- Theatrical release poster
- Directed by: Robert Greenwald
- Written by: R.M. Badat; Danny Rubin; Kathleen Rowell;
- Produced by: Robert Greenwald; David Matalon;
- Starring: Marlee Matlin; D. B. Sweeney; Martin Sheen; John C. McGinley;
- Cinematography: Steven Shaw
- Edited by: Éva Gárdos
- Music by: Graeme Revell
- Distributed by: 20th Century Fox (United States) Summit Entertainment (Overseas)
- Release date: March 26, 1993;
- Running time: 97 minutes
- Country: United States
- Language: English
- Budget: $10 million
- Box office: $5,679,569

= Hear No Evil (1993 film) =

Hear No Evil is a 1993 American thriller film directed by Robert Greenwald, starring Marlee Matlin, D. B. Sweeney and Martin Sheen. It was released by 20th Century Fox on March 26, 1993. Matlin and Sheen would later co-star on the television series The West Wing.

==Plot==
Jillian Shanahan, a deaf woman, and an athletic trainer, is unaware that her client, Mickey O'Malley, has hidden a stolen rare coin in her pager. After Mickey gets arrested at Jillian's apartment by Lt. Brock, a corrupt police officer, he gets interrogated by him in the back of a police car under the bridge. After that, he returns to Jillian's apartment, only to find Jillian is not there. He later goes to a diner owned by his friend Ben Kendall and tries to call Jillian, but does not get a response. Soon after, he leaves the diner in Ben's car. He is killed when the car gets blown up on the bridge, and the car lands in the river below. Ben begins to suspect that Lt. Brock is behind Mickey's death as well as series of terrifying threats that Jillian begins to receive. After the arrest of Lt.

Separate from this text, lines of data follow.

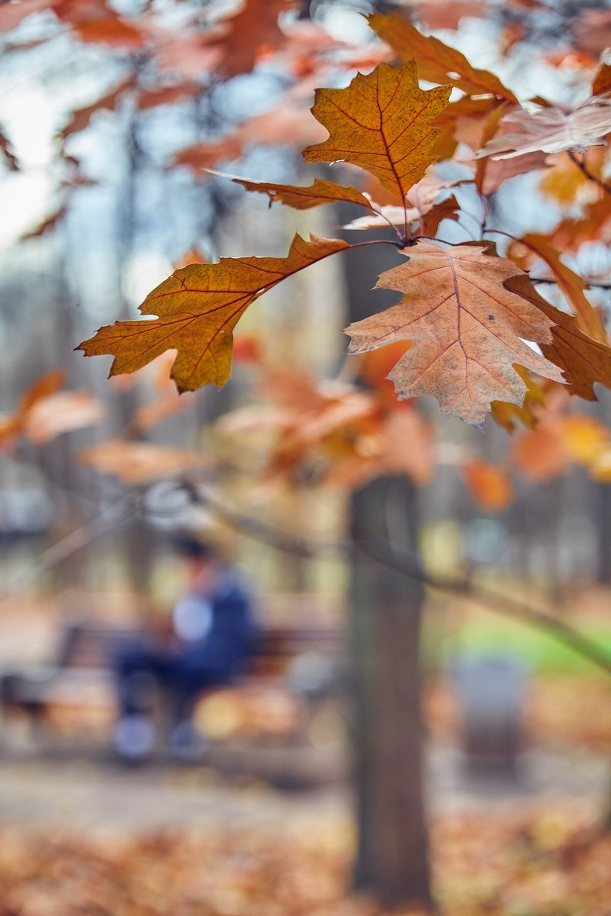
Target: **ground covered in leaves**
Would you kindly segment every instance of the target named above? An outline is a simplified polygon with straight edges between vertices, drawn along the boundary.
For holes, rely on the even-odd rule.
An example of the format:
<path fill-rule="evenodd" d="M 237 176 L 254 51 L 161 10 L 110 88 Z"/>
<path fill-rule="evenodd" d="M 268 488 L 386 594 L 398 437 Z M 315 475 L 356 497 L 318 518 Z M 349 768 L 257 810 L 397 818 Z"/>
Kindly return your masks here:
<path fill-rule="evenodd" d="M 454 816 L 432 831 L 444 916 L 608 916 L 611 835 L 583 812 Z M 0 830 L 1 916 L 381 916 L 345 897 L 352 831 Z M 417 911 L 401 911 L 416 916 Z"/>

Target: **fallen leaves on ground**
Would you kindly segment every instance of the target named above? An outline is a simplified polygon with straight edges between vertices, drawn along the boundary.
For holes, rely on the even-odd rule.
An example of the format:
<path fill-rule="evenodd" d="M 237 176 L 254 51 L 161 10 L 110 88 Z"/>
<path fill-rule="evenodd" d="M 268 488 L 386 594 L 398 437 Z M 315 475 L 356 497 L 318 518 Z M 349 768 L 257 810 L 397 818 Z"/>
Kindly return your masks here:
<path fill-rule="evenodd" d="M 15 413 L 0 415 L 0 446 L 19 436 L 44 445 L 64 432 L 98 422 L 104 414 L 100 401 L 85 389 L 60 391 L 65 380 L 63 369 L 45 373 L 27 389 Z"/>
<path fill-rule="evenodd" d="M 585 296 L 587 283 L 562 263 L 562 253 L 550 244 L 548 237 L 539 233 L 528 233 L 518 245 L 525 245 L 550 268 L 559 289 L 573 307 L 576 317 L 575 323 L 580 331 L 593 340 L 606 344 L 607 336 L 602 319 Z"/>
<path fill-rule="evenodd" d="M 582 333 L 573 316 L 561 311 L 540 296 L 526 275 L 512 277 L 506 285 L 528 299 L 553 322 L 551 343 L 542 344 L 541 350 L 562 370 L 571 394 L 584 400 L 595 400 L 595 382 L 611 388 L 611 347 Z"/>
<path fill-rule="evenodd" d="M 296 483 L 306 469 L 317 483 L 344 488 L 380 474 L 431 479 L 432 430 L 409 406 L 386 411 L 371 392 L 288 369 L 268 370 L 261 387 L 268 403 L 225 414 L 218 425 L 232 435 L 272 433 L 266 481 Z"/>
<path fill-rule="evenodd" d="M 385 916 L 346 896 L 354 841 L 345 820 L 308 823 L 104 837 L 5 826 L 0 905 L 7 916 Z M 431 848 L 442 916 L 609 912 L 611 835 L 594 835 L 574 803 L 447 816 L 432 825 Z"/>
<path fill-rule="evenodd" d="M 463 474 L 472 496 L 488 512 L 502 512 L 513 502 L 513 485 L 502 468 L 474 459 L 464 465 Z"/>
<path fill-rule="evenodd" d="M 562 380 L 524 343 L 551 343 L 551 322 L 503 285 L 519 273 L 515 264 L 486 244 L 419 242 L 403 254 L 407 262 L 377 282 L 404 293 L 402 301 L 346 329 L 349 353 L 414 342 L 388 376 L 398 398 L 432 395 L 442 416 L 480 425 L 491 401 L 522 404 L 527 387 L 514 364 Z"/>

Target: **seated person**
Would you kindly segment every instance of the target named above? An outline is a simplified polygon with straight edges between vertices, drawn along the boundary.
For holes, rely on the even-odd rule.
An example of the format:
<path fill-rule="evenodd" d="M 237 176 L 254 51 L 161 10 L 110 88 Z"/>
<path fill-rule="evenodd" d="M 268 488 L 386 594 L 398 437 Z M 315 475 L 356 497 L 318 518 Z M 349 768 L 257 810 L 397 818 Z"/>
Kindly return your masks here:
<path fill-rule="evenodd" d="M 206 687 L 230 683 L 254 649 L 256 629 L 248 594 L 235 570 L 210 544 L 191 535 L 174 539 L 184 559 L 188 592 L 172 615 L 172 633 L 135 641 L 115 659 L 120 719 L 115 747 L 125 759 L 145 758 L 154 729 L 151 707 L 157 688 L 172 701 L 170 747 L 177 756 L 195 756 L 197 735 L 191 713 Z"/>

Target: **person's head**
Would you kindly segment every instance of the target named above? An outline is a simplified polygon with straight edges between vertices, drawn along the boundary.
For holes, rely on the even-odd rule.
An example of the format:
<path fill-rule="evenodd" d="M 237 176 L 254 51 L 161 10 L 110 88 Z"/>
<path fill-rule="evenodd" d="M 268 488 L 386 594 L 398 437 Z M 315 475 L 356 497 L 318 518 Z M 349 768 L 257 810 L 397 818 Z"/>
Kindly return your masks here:
<path fill-rule="evenodd" d="M 193 534 L 182 533 L 172 538 L 172 548 L 185 564 L 190 587 L 205 589 L 212 583 L 219 561 L 213 544 Z"/>

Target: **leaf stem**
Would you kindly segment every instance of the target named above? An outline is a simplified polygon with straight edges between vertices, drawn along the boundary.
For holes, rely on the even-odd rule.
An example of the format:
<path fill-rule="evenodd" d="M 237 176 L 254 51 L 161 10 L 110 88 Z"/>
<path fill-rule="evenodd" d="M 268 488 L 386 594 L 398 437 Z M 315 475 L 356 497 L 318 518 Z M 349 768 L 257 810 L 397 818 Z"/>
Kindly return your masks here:
<path fill-rule="evenodd" d="M 364 248 L 366 246 L 366 245 L 394 245 L 394 246 L 396 248 L 398 248 L 399 251 L 402 248 L 406 247 L 406 245 L 403 244 L 403 239 L 402 238 L 399 239 L 398 242 L 395 242 L 391 238 L 374 238 L 374 239 L 371 239 L 370 242 L 355 242 L 355 244 L 351 245 L 350 247 L 351 248 Z M 335 253 L 333 252 L 333 254 L 335 254 Z"/>
<path fill-rule="evenodd" d="M 596 283 L 595 280 L 586 280 L 584 278 L 582 278 L 582 279 L 584 280 L 584 282 L 585 283 L 586 286 L 592 287 L 593 289 L 611 289 L 611 282 L 610 283 Z M 553 284 L 557 284 L 558 280 L 554 279 L 552 277 L 531 277 L 530 278 L 530 282 L 531 283 L 553 283 Z"/>
<path fill-rule="evenodd" d="M 573 162 L 577 168 L 585 175 L 588 181 L 594 181 L 597 184 L 599 188 L 602 188 L 606 194 L 611 194 L 611 185 L 606 184 L 602 179 L 598 178 L 596 175 L 593 175 L 590 169 L 585 165 L 583 159 L 577 158 L 575 153 L 569 153 L 569 158 Z"/>

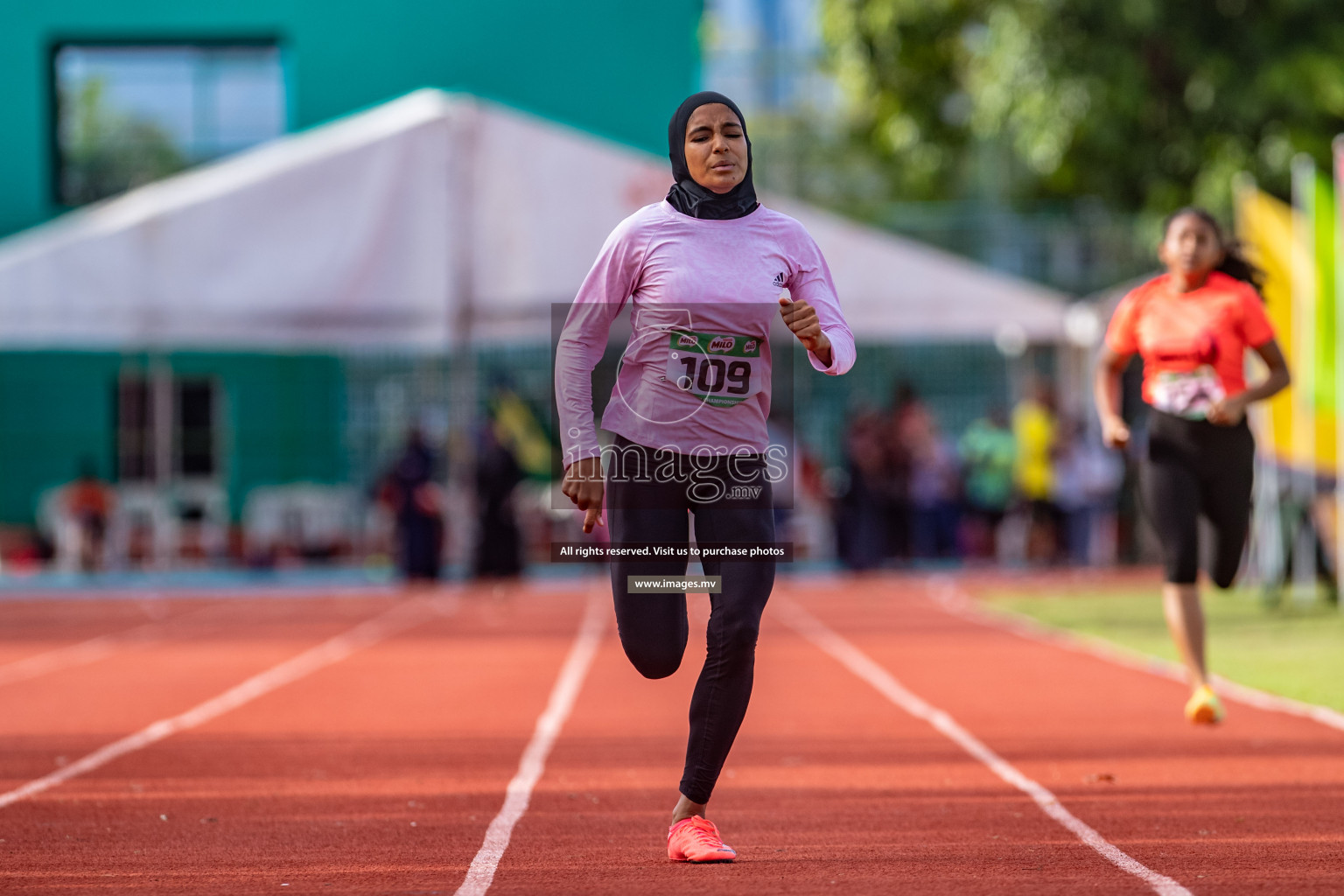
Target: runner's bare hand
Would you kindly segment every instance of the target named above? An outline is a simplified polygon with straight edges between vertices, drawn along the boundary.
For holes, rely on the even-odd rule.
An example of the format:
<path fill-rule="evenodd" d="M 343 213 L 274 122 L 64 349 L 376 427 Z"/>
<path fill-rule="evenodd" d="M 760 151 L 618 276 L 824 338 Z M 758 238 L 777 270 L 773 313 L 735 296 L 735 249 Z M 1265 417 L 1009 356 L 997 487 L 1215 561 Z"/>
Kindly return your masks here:
<path fill-rule="evenodd" d="M 602 519 L 602 458 L 586 457 L 570 463 L 560 482 L 560 492 L 583 510 L 583 532 L 594 525 L 606 525 Z"/>
<path fill-rule="evenodd" d="M 780 317 L 785 325 L 798 337 L 802 348 L 816 355 L 821 361 L 831 363 L 831 340 L 821 332 L 821 321 L 817 320 L 817 309 L 806 301 L 789 301 L 780 297 Z"/>
<path fill-rule="evenodd" d="M 1106 447 L 1124 449 L 1129 445 L 1129 427 L 1125 420 L 1114 414 L 1103 416 L 1101 420 L 1101 441 Z"/>

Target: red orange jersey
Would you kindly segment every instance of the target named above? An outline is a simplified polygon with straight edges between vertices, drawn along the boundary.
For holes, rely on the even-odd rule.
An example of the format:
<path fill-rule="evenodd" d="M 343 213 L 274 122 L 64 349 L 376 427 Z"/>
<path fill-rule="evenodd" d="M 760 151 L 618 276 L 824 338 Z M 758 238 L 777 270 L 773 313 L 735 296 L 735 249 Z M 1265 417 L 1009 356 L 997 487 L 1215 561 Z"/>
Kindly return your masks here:
<path fill-rule="evenodd" d="M 1154 277 L 1120 301 L 1106 329 L 1113 352 L 1144 359 L 1144 400 L 1183 416 L 1246 391 L 1246 349 L 1271 339 L 1255 289 L 1218 271 L 1188 293 Z"/>

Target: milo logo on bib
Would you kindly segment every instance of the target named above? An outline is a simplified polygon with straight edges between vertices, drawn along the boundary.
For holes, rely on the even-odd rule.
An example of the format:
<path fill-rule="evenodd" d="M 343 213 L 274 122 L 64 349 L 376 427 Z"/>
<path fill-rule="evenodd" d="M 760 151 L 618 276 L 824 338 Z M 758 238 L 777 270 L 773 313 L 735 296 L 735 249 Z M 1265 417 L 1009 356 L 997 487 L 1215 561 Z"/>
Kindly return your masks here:
<path fill-rule="evenodd" d="M 766 376 L 758 339 L 672 330 L 664 379 L 710 407 L 739 404 Z"/>
<path fill-rule="evenodd" d="M 711 352 L 731 352 L 732 347 L 738 344 L 738 340 L 731 336 L 715 336 L 710 340 Z"/>

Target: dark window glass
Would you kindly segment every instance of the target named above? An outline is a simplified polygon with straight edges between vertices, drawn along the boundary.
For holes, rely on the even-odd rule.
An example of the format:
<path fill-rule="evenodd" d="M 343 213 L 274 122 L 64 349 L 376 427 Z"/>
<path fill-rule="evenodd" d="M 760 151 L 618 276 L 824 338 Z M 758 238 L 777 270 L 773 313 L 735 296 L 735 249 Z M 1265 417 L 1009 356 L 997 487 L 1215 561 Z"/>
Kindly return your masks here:
<path fill-rule="evenodd" d="M 171 402 L 168 400 L 171 395 Z M 161 408 L 165 420 L 159 420 Z M 122 375 L 117 382 L 117 478 L 124 482 L 159 477 L 159 453 L 172 446 L 179 477 L 211 477 L 219 472 L 218 386 L 210 379 Z M 165 426 L 167 431 L 160 426 Z"/>
<path fill-rule="evenodd" d="M 122 376 L 117 382 L 117 478 L 122 482 L 155 477 L 153 402 L 149 380 Z"/>
<path fill-rule="evenodd" d="M 78 206 L 285 130 L 273 44 L 67 43 L 55 52 L 56 197 Z"/>

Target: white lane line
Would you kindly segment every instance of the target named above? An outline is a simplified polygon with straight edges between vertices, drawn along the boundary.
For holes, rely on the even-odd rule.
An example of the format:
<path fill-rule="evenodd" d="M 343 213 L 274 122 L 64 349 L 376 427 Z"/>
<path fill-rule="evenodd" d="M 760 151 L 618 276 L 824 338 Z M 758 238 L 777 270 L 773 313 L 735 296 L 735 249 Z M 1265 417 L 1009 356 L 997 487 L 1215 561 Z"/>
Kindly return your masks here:
<path fill-rule="evenodd" d="M 993 750 L 981 743 L 974 735 L 962 728 L 942 709 L 930 705 L 922 697 L 909 690 L 896 681 L 895 676 L 874 662 L 868 654 L 849 643 L 847 639 L 827 627 L 820 619 L 804 610 L 790 599 L 775 596 L 775 617 L 782 617 L 804 638 L 831 654 L 845 669 L 872 685 L 882 696 L 896 704 L 915 719 L 922 719 L 933 725 L 949 740 L 965 750 L 968 754 L 982 762 L 992 772 L 1004 782 L 1023 791 L 1040 806 L 1040 810 L 1059 822 L 1078 840 L 1095 849 L 1106 861 L 1121 870 L 1125 870 L 1153 888 L 1160 896 L 1192 896 L 1188 889 L 1179 883 L 1159 875 L 1138 860 L 1133 858 L 1120 848 L 1107 842 L 1093 827 L 1081 818 L 1064 809 L 1055 794 L 1050 793 L 1039 783 L 1021 774 L 1003 759 Z"/>
<path fill-rule="evenodd" d="M 1017 615 L 1016 613 L 986 607 L 966 594 L 960 586 L 948 579 L 935 579 L 930 582 L 929 594 L 933 596 L 933 600 L 938 604 L 938 607 L 952 615 L 961 617 L 962 619 L 969 619 L 970 622 L 977 622 L 992 629 L 1011 631 L 1012 634 L 1030 641 L 1039 641 L 1064 650 L 1071 650 L 1074 653 L 1082 653 L 1117 666 L 1125 666 L 1126 669 L 1146 672 L 1148 674 L 1157 676 L 1159 678 L 1171 678 L 1172 681 L 1185 684 L 1185 669 L 1179 662 L 1152 657 L 1137 650 L 1129 650 L 1128 647 L 1122 647 L 1095 635 L 1052 629 L 1051 626 L 1036 622 L 1028 617 Z M 1297 716 L 1298 719 L 1310 719 L 1312 721 L 1320 723 L 1328 728 L 1344 731 L 1344 713 L 1331 709 L 1329 707 L 1320 707 L 1313 703 L 1293 700 L 1292 697 L 1281 697 L 1274 693 L 1230 681 L 1219 674 L 1210 677 L 1218 693 L 1228 700 L 1235 700 L 1236 703 L 1254 707 L 1255 709 L 1281 712 L 1284 715 Z"/>
<path fill-rule="evenodd" d="M 153 643 L 164 637 L 165 630 L 169 626 L 175 626 L 185 619 L 192 619 L 218 609 L 219 604 L 211 604 L 208 607 L 203 607 L 202 610 L 196 610 L 195 613 L 185 613 L 180 617 L 173 617 L 172 619 L 145 622 L 124 631 L 113 631 L 98 635 L 97 638 L 81 641 L 79 643 L 66 645 L 65 647 L 54 647 L 52 650 L 44 650 L 31 657 L 24 657 L 23 660 L 7 662 L 0 666 L 0 685 L 13 684 L 16 681 L 28 681 L 30 678 L 44 676 L 48 672 L 59 672 L 60 669 L 70 669 L 73 666 L 86 666 L 90 662 L 97 662 L 98 660 L 109 657 L 118 650 Z"/>
<path fill-rule="evenodd" d="M 257 673 L 251 678 L 230 688 L 218 697 L 211 697 L 206 703 L 202 703 L 180 715 L 160 719 L 133 735 L 126 735 L 121 740 L 116 740 L 106 747 L 99 747 L 87 756 L 58 768 L 50 775 L 43 775 L 42 778 L 30 780 L 22 787 L 0 794 L 0 809 L 16 803 L 20 799 L 27 799 L 28 797 L 40 794 L 44 790 L 50 790 L 56 785 L 85 774 L 86 771 L 93 771 L 94 768 L 106 766 L 113 759 L 142 750 L 144 747 L 157 743 L 164 737 L 169 737 L 179 731 L 187 731 L 188 728 L 203 725 L 212 719 L 218 719 L 226 712 L 237 709 L 243 704 L 251 703 L 257 697 L 276 690 L 277 688 L 293 684 L 305 676 L 310 676 L 319 669 L 340 662 L 358 650 L 363 650 L 364 647 L 372 646 L 399 631 L 419 625 L 434 614 L 452 614 L 456 607 L 457 600 L 452 596 L 398 603 L 391 610 L 359 623 L 344 634 L 339 634 L 328 641 L 324 641 L 316 647 L 305 650 L 297 657 L 292 657 L 271 666 L 270 669 L 266 669 L 265 672 Z"/>
<path fill-rule="evenodd" d="M 602 630 L 606 627 L 606 617 L 610 613 L 601 592 L 589 595 L 587 610 L 583 622 L 579 623 L 578 634 L 574 635 L 574 645 L 570 647 L 560 674 L 551 688 L 551 699 L 546 703 L 546 709 L 536 719 L 536 729 L 532 740 L 523 751 L 523 759 L 517 763 L 517 774 L 508 782 L 504 797 L 504 807 L 495 815 L 491 826 L 485 829 L 485 841 L 481 844 L 472 866 L 466 869 L 466 880 L 457 888 L 456 896 L 484 896 L 495 881 L 495 869 L 499 868 L 508 841 L 513 836 L 513 826 L 527 811 L 527 803 L 532 799 L 532 789 L 546 771 L 546 758 L 551 755 L 564 720 L 574 709 L 574 700 L 587 678 L 589 666 L 597 653 L 598 642 L 602 641 Z"/>

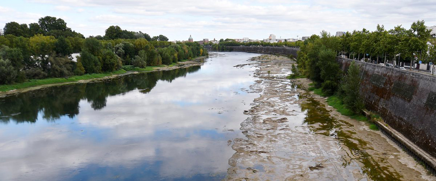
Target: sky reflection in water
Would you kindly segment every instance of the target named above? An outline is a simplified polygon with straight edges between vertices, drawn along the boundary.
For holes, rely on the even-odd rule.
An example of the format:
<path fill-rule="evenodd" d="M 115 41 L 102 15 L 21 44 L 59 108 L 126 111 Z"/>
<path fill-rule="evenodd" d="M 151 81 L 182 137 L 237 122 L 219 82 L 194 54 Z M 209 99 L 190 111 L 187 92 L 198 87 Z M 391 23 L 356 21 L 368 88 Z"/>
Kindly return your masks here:
<path fill-rule="evenodd" d="M 258 54 L 0 98 L 0 180 L 219 180 Z M 235 130 L 235 131 L 228 130 Z"/>

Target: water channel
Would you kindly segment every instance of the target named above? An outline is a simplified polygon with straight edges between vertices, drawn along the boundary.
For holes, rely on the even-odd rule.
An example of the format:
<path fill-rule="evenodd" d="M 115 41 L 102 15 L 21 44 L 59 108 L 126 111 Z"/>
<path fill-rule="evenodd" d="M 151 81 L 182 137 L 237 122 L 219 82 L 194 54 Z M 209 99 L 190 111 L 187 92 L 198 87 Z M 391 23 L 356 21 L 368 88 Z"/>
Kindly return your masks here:
<path fill-rule="evenodd" d="M 0 180 L 220 180 L 258 55 L 0 98 Z"/>
<path fill-rule="evenodd" d="M 0 180 L 218 181 L 268 178 L 266 168 L 313 171 L 306 178 L 317 180 L 402 180 L 283 79 L 289 70 L 249 61 L 259 55 L 214 53 L 201 66 L 0 97 Z M 344 162 L 344 148 L 363 156 Z"/>

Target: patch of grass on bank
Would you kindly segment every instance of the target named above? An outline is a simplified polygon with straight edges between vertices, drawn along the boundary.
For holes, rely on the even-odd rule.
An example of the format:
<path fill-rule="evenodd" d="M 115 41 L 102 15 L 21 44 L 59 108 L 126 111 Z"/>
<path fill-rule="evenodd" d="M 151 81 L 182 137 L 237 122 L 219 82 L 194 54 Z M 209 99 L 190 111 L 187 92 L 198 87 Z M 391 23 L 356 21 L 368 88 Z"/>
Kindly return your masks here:
<path fill-rule="evenodd" d="M 75 82 L 82 80 L 102 78 L 112 75 L 123 74 L 126 72 L 125 70 L 120 69 L 112 72 L 102 74 L 87 74 L 83 75 L 72 76 L 68 78 L 50 78 L 44 79 L 32 79 L 29 80 L 28 82 L 23 82 L 22 83 L 15 84 L 12 85 L 0 85 L 0 91 L 3 92 L 41 85 Z"/>
<path fill-rule="evenodd" d="M 313 86 L 314 83 L 309 84 L 310 86 Z M 325 97 L 320 88 L 316 88 L 315 87 L 309 87 L 309 90 L 312 91 L 315 94 L 321 96 Z M 356 114 L 349 109 L 347 108 L 345 105 L 342 103 L 342 101 L 337 95 L 334 95 L 328 97 L 327 100 L 327 104 L 328 105 L 334 107 L 337 110 L 337 112 L 344 116 L 348 116 L 352 119 L 354 119 L 359 121 L 368 121 L 368 119 L 365 116 L 361 114 Z M 371 129 L 370 125 L 370 129 Z M 377 126 L 375 126 L 377 127 Z M 378 129 L 378 127 L 377 128 Z"/>
<path fill-rule="evenodd" d="M 300 75 L 298 76 L 293 76 L 292 75 L 288 75 L 288 77 L 286 77 L 286 78 L 288 78 L 288 79 L 299 79 L 300 78 L 306 78 L 307 77 L 307 76 L 306 76 L 305 75 Z"/>
<path fill-rule="evenodd" d="M 133 65 L 125 65 L 123 66 L 123 69 L 127 71 L 151 71 L 154 70 L 153 68 L 150 67 L 146 67 L 145 68 L 140 68 L 137 67 L 134 67 Z"/>

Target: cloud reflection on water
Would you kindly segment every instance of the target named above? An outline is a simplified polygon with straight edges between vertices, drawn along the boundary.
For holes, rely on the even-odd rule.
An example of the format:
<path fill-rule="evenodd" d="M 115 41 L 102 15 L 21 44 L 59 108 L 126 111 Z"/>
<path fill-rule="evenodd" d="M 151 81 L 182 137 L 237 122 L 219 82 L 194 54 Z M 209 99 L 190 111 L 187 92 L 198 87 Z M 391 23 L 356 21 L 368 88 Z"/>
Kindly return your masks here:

Brock, Jillian and Ben, now in a vacation abroad, are being stalked by a killer who also wants the coin, and is revealed to be Mickey. After a fatal cat-and-mouse game, Mickey will be killed by Jillian as an act of self-defense and the coin returns to the museum.

==Cast==
- Marlee Matlin as Jillian Shanahan
- D. B. Sweeney as Ben Kendall
- Martin Sheen as Lt. Brock
- John C. McGinley as Mickey O'Malley
- Christine Carllisi as Grace
- Greg Wayne Elam as Cooper
- Charley Lang as Wiley

==Production==

Principal photography began on May 4, 1992. Filming took place in and around Portland, Oregon where the film is set. Other locations in Portland included the Hawthorne Bridge, Mount Tabor Park, the Union Station, the Willamette River and at the Timberline Lodge at Mount Hood, Oregon where the final climax of the film was shot. Production officially wrapped on June 26, 1992.

==Release==

Hear No Evil was released on March 26, 1993, in 1,430 theaters. It ranked at #6 at the box-office, making $2.6 million in its opening weekend. It went on to gross $5.6 million in its theatrical run.

===Reception===
The film received negative reviews from film critics and has a 20% rating on Rotten Tomatoes based on 10 reviews.

===Home video===

Hear No Evil was released on VHS on August 11, 1993, and on DVD on September 7, 2004.